Some ideas you can clearly see as feasible for the current urban landscape. Some require rather massive change. We’re going to present the final project at the biennale in Hong Kong coming up at the end of the year. So that’s when we’ll see what’s worth carrying forward.
Considering all the ways one can define sustainability, could one designer’s emphasis on recyclability cancel out another’s focus on energy efficiency? In other words, without metrics—a vehicle equivalent of LEED, if you will—do we go back to square one?
[Former chair] Geoff Wardle and I were just discussing the whole issue of lightweight, high-mile-per-gallon vehicles. The topic was aluminum. You can make a lightweight aluminum-intensive vehicle with very high miles per gallon. That’s great, because aluminum has some really nice properties for energy absorption and crash resistance. The issue, though, is that the raw material extraction cost of aluminum is really high. That’s a big red flag. Then again, once you have done it, you have one of the most elegantly recyclable materials. That industrial nutrient can be used again and again.
So how big of a time bracket do you have to use to determine whether it’s really sustainable? Do you use the first product, the extraction, or 10 lifecycles? This is the kind of topic the summit is really great for. It stirs up that important dialogue.
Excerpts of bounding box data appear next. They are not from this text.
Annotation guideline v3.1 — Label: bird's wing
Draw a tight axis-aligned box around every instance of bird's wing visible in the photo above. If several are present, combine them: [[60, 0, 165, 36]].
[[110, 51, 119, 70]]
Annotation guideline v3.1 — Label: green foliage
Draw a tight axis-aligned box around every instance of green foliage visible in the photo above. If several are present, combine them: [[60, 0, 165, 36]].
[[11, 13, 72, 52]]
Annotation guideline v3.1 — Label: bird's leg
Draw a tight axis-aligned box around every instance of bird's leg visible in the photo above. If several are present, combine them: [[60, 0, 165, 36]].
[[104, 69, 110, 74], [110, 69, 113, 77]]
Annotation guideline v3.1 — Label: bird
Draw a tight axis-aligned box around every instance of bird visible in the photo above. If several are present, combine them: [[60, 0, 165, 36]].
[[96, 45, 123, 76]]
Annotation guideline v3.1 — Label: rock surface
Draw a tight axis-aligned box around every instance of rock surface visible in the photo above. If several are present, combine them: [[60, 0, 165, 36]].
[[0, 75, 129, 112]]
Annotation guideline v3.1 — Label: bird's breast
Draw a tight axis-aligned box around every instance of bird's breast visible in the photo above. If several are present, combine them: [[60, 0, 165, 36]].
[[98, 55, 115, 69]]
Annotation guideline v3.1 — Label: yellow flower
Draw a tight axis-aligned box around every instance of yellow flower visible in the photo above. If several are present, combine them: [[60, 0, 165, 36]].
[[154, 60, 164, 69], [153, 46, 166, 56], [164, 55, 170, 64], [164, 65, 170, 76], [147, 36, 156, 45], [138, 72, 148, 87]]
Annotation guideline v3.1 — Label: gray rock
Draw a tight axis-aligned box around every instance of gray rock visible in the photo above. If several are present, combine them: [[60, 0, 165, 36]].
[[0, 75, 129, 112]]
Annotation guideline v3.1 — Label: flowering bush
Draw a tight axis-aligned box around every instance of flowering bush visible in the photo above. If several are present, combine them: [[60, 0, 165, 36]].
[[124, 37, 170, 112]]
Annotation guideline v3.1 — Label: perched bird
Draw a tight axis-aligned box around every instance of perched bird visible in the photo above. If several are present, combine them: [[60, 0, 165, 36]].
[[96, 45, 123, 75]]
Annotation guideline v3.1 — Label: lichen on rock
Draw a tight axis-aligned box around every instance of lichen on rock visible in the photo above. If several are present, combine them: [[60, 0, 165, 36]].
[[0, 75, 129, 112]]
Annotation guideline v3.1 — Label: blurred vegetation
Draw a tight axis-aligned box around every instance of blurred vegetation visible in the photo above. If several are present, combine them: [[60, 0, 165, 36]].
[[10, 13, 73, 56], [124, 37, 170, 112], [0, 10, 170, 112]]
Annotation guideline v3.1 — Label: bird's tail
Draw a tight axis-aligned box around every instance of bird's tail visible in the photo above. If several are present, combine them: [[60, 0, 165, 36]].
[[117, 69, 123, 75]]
The key is getting honest metrics, asking the right questions, and raising public awareness. And already we are learning the impact of our decisions, and unwrapping a product in terms of its design ethics.
What are other big topics on transportation designers’ minds?
On the heels of the Frankfurt Motor Show, everybody is focused on the theme of responsibility. But they’re also saying, “You know what? Our products will delight you, they’re enjoyable to drive, and they’re lovely.” To me it’s a good thing if our work engages people and has a spirit and emotion about it. That’s something we left behind—
—like during the energy crisis of the ’70s?
Yes. I think a lot of those things were not given the right creative challenge. They were sort of imposed from the outside, and it was not a creative, playful, expressive time. We want to show young designers that they can make compelling, beautiful solutions to important problems. These aren’t mutually exclusive.
Is it possible that designers and consumers can ditch sustainability as quickly as they’ve embraced it?
That question is it for me. If you go back over the last 25 years, the auto industry is famous for the theme of the month. Quality is the focus, and then it’s safety, and then the next campaign is about fuel and energy, and on and on. But it’s really all of those things.
It seems that nobody’s looking at the total carbon footprint. Someone may be driving a tidy hybrid to the airfield to take their Gulfstream to Tahoe, or perhaps that person’s just commuting from Long Beach to Ventura when they really should be thinking about how far they drive and how they tie up the freeway system. That’s what I’m hoping to get people to understand, though we should still enjoy ourselves and have a quality of life. Design is part of that.